Regression (Linear and Logistic)
Linear Regression is a way to draw a straight line through data points so you can predict something that’s a number. Let’s say you want to guess someone’s weight based on their height. You plot out a bunch of people’s heights and weights, then draw the best line that goes through them. From that, you can kind of “read off” what weight goes with a new height.
An example where this works is predicting sales from advertising. If a company spends more money on ads and usually sees sales go up, linear regression can help figure out about how much sales will increase if they spend a certain amount.
Logistic regression is different. Instead of predicting numbers, it’s about predicting categories, usually yes or no. For example, is an email spam or not spam? It looks at the data, fits it kind of like a linear regression at first, but then squishes everything into a probability between zero and one. If it’s close to one, that means yes, if it’s close to zero, that means no.
Now the bigger picture: classification vs regression. Classification is when you’re sorting things into groups, like spam or not spam, cat or dog, pass or fail. That’s what Project 2 is focused on. Regression is about predicting continuous values, like test scores, salaries, or house prices. That’s going to be more like Project 3. The difference between linear and logistic regression is pretty simple. Linear regression predicts continuous numbers with a line. Logistic regression uses that line but then transforms it so you can make yes or no predictions.

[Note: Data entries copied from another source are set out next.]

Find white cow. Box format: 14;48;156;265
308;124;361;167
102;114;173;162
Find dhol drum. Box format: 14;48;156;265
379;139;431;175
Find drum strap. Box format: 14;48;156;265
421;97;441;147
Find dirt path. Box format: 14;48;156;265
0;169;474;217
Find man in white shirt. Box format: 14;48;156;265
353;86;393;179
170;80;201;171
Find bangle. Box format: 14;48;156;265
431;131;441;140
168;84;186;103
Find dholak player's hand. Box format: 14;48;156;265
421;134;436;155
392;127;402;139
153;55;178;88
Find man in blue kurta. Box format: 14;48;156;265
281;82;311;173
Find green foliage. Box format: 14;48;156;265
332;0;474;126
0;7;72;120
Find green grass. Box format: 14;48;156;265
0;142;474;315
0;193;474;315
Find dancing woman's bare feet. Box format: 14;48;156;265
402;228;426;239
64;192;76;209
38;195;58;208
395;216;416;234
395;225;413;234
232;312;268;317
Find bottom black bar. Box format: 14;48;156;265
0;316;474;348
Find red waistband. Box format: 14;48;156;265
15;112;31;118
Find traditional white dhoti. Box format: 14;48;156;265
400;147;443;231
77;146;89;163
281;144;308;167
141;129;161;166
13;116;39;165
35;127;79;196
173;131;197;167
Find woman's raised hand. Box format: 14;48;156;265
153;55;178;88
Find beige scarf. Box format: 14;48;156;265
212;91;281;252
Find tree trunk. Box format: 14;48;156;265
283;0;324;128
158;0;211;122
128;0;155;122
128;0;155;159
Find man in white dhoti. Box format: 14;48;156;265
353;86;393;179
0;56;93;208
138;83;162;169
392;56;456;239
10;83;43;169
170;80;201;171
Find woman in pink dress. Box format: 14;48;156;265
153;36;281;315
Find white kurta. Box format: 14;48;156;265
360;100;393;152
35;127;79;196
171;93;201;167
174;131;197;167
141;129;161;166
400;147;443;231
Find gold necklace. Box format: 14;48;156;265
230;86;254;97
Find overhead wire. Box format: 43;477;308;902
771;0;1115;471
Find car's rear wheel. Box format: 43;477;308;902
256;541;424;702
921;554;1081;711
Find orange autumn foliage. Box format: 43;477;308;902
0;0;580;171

In linear regression, theres something called Sum of Squared Errors (SSE). That’s just a way of measuring how far off your predictions are. The line of best fit is the line that keeps those errors as small as possible. A cost function is what keeps score of how good or bad the line is, and gradient descent is the algorithm that helps you adjust the line little by little until it’s as accurate as possible.
With logistic regression, you’ll hear about log odds. It’s just a math trick that helps turn probabilities into something the model can work with. The big move logistic regression makes is running a linear regression first, then transforming it with a sigmoid function. That’s what forces the output into that zero-to-one probability range, which is why it works for classification problems.